The team at Authorito Capital will deploy this capital in various decentralized assets, including coins, tokens, and ICOs. Up to 20% of the money will be used to back blockchain startups by participating in their token sales.
In an interaction with BW Disrupt, Mohit Mamoria shared details about Authorito Capital.
How Authorito Capital makes investment decisions?
Authorito Capital’s investment strategy is simple. At least 80% of our investments will be in the long-term positions. This slice of the pie will be held for 3+ years and rebalanced every week. Up to 20% of the investments will be to back blockchain projects in their early days by participating in their ICOs. Our ICO evaluation team spends between 45-55 hours per ICO to evaluate it for investment.
Can anybody participate in the fund?
Everybody is eligible to register their interest in participating in the fund on our website - authorito.com. However, we profile every investor before taking their money in the fund. We do it to make sure nobody is investing their hard earned money that they might need in next few years. Profiling also helps us understand the mindset with which the potential investor is coming from. We don’t accept any sum of money from someone who wants to get in to make quick returns. We are building the fund for the long haul, and supporting cryptopreneurs in the long run, and that’s the kind of investors we are looking to work with.
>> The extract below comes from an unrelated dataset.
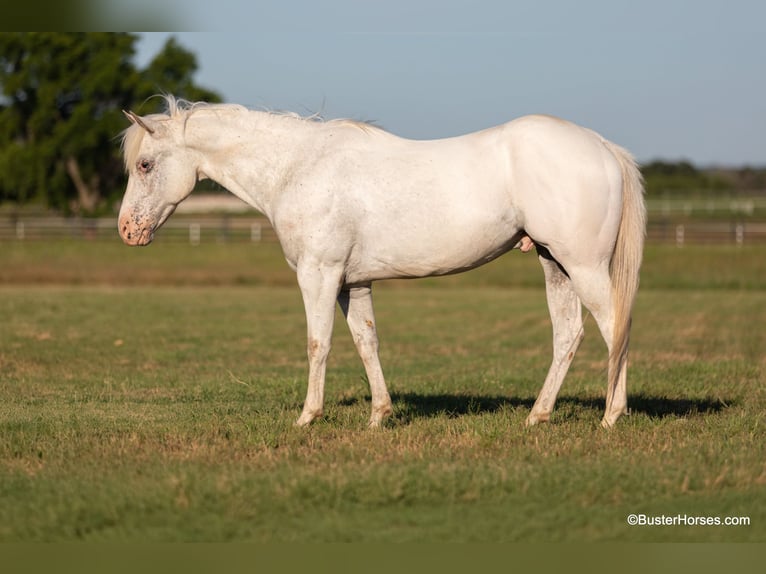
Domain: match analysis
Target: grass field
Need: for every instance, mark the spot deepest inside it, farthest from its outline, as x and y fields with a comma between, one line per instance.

Should people invest in cryptos?
There’s no black and white answer to this question. Cryptos are a new class of assets and must be understood well before putting even a single penny in them. The ever climbing prices of cryptocurrencies should not be the decisive factor for any sane investor. If one already has a diversified portfolio of other assets, like real estate, equities, stocks, debts, it makes sense to invest 2-5% of their wealth in the decentralized assets. Afterall, all the other asset classes are pegged to the centralized currencies; therefore, it makes sense to hedge against them with a tiny portion of one’s wealth.
One must remember that this entire market is a “high-risk high returning.” The amount that an investor invests is highly likely to yield negative returns in the short term.
What makes crypto assets different from the conventional ones?
I have been traveling the world speaking at various blockchain conferences and understanding the mindset of an average person in this industry. One thing I have noticed is that many people believe decentralized assets to have the very similar economics to that of other assets, like equity.
The significant difference between how the two economics work is the governance. When investing in the tokens, you’re not investing the company who started the project. Instead, you are buying a portion of the entire network. Most of the massive decentralized protocols will be open source projects that no one organization will control.
“It is for the first time in the entire history of humanity that we are able to trust a group of strangers more than an individual familiar face. It seems that we’ve finally learned the lesson that if we all work together honestly, we don’t need an authority upon us telling us what to do and what not to do. This realization is truly disruptive and will change the world in more ways than one,” added Mohit.